On Sunday I went out to Staten Island to volunteer and saw the devastation first hand. It was gut wrenching and something I’m not likely to forget, but I also saw incredible acts of kindness out there. Runners who’d come for the NYC Marathon came to Staten Island, where the race was to have begun, after it had been announced that the race would be canceled. They donned their running gear and set out to volunteer and help Staten Islanders in need. I even had a celebrity chef sighting out there! Renowned pastry chef and chocolatier Jacques Torres came out to Staten Island on a cold day to give out free hot chocolate.
I blogged about my experience in Staten Island for work and I just don’t have it in me right now to do it again, but I’ll tell you this; the words I heard more than any others were, “Thank you.” My fellow volunteers and I would sometimes happen upon a block where volunteers had already been through and so the supplies we were handing out weren’t needed. Still every single person we met (literally every one) took the time to thank us and it was humbling. I didn’t feel like I was doing all that much, but it was clear that just seeing people there who cared meant so much to these people who’d lost everything.
In the past few days I’ve also seen the internet explode with information about fundraisers going on for hurricane relief in other parts of the country so here is another heartfelt thank you to:
- The restaurants in Boston, Providence, Portland (Me), Portland (Or), Chicago, Athens (Ga), Dayton, Louisville, Seattle, San Francisco, Creswell (Or), Ada, (Mi), Minneapolis and Denver who are donating portions of their proceeds or hosting dinners for hurricane relief
- Food bloggers in Tennessee
- Residents who are organizing and donating to clothing and food drives in Wisconsin and Florida
- Runners in Wichita, KS who are organizing a run to raise money for hurricane relief
- The creators of the Facebook page “Cleveland loves the Jersey Shore Hurricane Relief Fund“
- The creators of the Facebook page, “Love from the Big Easy to the Big Apple“
I am sure that I’ve missed many many others so please let me know if you hear of anything in your own communities. Also, tune in to NBC Nightly News tonight where they’ll be highlighting some of the efforts around the country to help us here in NY/NJ.

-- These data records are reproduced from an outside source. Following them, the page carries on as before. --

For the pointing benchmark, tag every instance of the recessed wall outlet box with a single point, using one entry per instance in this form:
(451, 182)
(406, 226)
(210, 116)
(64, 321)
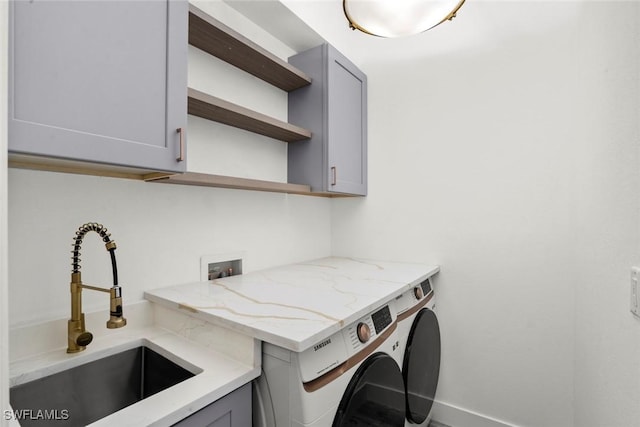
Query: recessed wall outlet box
(221, 265)
(634, 301)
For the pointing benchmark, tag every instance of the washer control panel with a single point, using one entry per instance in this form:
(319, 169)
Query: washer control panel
(339, 347)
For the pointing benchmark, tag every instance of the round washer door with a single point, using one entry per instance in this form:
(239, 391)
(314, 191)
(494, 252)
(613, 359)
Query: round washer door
(421, 365)
(374, 396)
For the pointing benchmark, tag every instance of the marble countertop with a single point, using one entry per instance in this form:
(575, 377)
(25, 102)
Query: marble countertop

My friend Lisa writes Ten Days of Thanksgiving every year over at her blog. In the 10 days (ok 10 posts) leading up to Thanksgiving she writes about something that she is thankful for in her life and she encourages others to participate if the project speaks to them. I’m going to try to participate this year and I’m starting today. I am incredibly thankful for the amazing kindness of people all over this country who are helping my home heal. I have no better way of saying this; hurricanes are really bad, but people are really really good.